Firefighters have carried out a daring rescue of a dog who was discovered at the bottom of a 200 foot deep quarry.

Ted the border terrier went missing from his home near Diptford during the afternoon of Sunday, October 8. His disappearance sparked a search of the area by his owners and concerned members of the public, that by late last week had even grown to include an unmanned drone.

On Saturday, October 14, after a thorough search of the area around the privately owned Larcombe Quarry, searchers decided to make one last check of the quarry itself.

Drone operator Craig Timblin said: "After scouring the neighbouring fields and farms, we carried out another check on the nearby quarry, just so we could be sure that we had covered everywhere.

"Within seconds of reaching the top, we spotted movement and out popped Ted.

"Words cannot describe the emotions that went through the team’s hearts at this moment."

Devon & Somerset Fire & Rescue Service were called in, initially in the shape of a fire engine from Buckfastleigh, before the specialist rescue team from Barnstaple was summoned thanks to Ted’s inaccessible location.

A spokesman for Buckfastleigh Fire Station said: "Upon arrival we were met by the owner of the pooch who explained that ’Ted’, the 15-month-old border terrier had been missing since last Sunday and had now been spotted at the bottom of a disused quarry.

"Crews made their way to the scene with Ted’s owners to assess the situation. They did a full 360 degree search of the scene looking for the best access down into the quarry, but to no avail. It was then decided the safest route to Ted would be a Specialist Line Rescue Team, to abseil down into the quarry.
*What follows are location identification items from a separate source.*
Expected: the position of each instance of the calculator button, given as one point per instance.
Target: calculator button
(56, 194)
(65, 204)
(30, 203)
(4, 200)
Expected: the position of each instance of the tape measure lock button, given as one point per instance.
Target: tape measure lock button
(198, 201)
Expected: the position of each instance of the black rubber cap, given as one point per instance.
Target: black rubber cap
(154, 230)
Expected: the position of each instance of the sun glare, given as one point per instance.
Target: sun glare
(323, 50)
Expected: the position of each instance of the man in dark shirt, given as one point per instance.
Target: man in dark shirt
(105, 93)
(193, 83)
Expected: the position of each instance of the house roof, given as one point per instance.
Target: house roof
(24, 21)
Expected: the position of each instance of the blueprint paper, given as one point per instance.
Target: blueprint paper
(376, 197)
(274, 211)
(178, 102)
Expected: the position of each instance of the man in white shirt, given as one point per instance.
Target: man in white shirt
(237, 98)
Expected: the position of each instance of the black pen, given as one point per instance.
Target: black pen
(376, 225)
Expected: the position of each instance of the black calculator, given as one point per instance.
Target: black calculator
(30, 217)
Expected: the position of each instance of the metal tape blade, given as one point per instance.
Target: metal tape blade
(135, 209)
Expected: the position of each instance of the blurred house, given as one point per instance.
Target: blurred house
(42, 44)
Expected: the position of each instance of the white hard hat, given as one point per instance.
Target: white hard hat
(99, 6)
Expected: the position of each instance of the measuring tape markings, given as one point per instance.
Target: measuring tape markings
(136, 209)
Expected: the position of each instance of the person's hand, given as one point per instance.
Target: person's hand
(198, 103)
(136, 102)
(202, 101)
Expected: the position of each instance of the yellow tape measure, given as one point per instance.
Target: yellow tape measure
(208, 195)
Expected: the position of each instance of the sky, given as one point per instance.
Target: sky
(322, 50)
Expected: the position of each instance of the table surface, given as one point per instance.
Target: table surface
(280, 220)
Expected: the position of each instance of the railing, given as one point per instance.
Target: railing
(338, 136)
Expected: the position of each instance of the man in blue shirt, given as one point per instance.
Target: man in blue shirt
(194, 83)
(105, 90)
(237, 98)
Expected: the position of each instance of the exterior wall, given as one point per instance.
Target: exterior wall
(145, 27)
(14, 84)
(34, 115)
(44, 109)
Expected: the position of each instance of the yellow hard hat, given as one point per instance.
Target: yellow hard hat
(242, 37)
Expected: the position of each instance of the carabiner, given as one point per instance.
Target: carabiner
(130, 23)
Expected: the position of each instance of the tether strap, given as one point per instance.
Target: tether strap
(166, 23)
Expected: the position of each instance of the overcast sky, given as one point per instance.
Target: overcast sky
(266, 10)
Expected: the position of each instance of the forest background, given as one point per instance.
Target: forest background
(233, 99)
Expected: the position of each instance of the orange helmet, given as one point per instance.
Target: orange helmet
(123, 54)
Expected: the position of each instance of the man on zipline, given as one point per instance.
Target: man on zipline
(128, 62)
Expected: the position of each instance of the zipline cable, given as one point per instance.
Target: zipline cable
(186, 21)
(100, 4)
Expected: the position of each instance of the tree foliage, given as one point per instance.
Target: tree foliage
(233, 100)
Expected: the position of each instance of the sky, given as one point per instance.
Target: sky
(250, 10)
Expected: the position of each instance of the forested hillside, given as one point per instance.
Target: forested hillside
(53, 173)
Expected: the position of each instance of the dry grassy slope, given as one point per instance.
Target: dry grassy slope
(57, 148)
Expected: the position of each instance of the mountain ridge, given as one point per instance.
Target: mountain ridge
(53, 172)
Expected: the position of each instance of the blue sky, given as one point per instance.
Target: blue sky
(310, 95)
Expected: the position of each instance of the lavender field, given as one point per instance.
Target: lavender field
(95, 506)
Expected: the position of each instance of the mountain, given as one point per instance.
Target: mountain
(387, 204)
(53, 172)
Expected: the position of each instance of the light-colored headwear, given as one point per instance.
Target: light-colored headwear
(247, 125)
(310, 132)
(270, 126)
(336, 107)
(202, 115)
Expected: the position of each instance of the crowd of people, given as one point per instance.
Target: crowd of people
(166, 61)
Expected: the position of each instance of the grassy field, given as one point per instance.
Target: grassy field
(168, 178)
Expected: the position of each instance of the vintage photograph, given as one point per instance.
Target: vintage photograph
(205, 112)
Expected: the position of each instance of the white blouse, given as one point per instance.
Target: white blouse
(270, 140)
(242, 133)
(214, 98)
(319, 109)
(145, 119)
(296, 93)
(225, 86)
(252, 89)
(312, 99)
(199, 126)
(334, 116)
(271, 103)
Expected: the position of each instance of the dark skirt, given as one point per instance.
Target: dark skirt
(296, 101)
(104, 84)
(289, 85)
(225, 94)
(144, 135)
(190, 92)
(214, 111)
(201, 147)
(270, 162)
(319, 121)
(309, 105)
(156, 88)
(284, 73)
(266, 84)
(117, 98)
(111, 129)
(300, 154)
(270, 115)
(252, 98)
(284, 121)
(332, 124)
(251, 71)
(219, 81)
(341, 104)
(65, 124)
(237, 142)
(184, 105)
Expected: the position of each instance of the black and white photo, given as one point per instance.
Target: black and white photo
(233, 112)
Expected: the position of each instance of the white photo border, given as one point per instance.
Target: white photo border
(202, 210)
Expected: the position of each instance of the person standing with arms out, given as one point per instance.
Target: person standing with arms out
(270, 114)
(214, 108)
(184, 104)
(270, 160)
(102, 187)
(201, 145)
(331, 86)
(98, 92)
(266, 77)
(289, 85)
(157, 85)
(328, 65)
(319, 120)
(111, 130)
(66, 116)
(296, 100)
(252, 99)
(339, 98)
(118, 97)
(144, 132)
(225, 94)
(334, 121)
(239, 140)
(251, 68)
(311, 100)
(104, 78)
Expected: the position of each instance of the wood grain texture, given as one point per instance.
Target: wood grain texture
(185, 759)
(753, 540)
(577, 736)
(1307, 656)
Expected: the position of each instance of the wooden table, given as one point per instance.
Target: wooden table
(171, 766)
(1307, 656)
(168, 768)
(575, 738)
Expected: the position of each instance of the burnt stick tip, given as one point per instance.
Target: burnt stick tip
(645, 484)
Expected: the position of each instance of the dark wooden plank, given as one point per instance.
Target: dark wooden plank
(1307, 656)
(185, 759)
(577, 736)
"Once crews reached the scene they set in rigging lines and began the descent into the quarry. The team made short work of the 200ft descent and made contact with Ted, who was a little scared at first. After a short while Ted’s trust was gained and he was fitted with a special dog harness and placed into the climbers pack.

"With his little head poking out of the top of the bag, Ted and his rescuer made the exhausting climb back to the top. He was met at the top by the team and the safety officer, who quickly passed him back to his family.

"Ted received lots of hugs and kisses from his owners and was glad of a drink and some food.

Big thanks to the owners who remained remarkably calm throughout the incident and kept us all supplied with tea and coffee."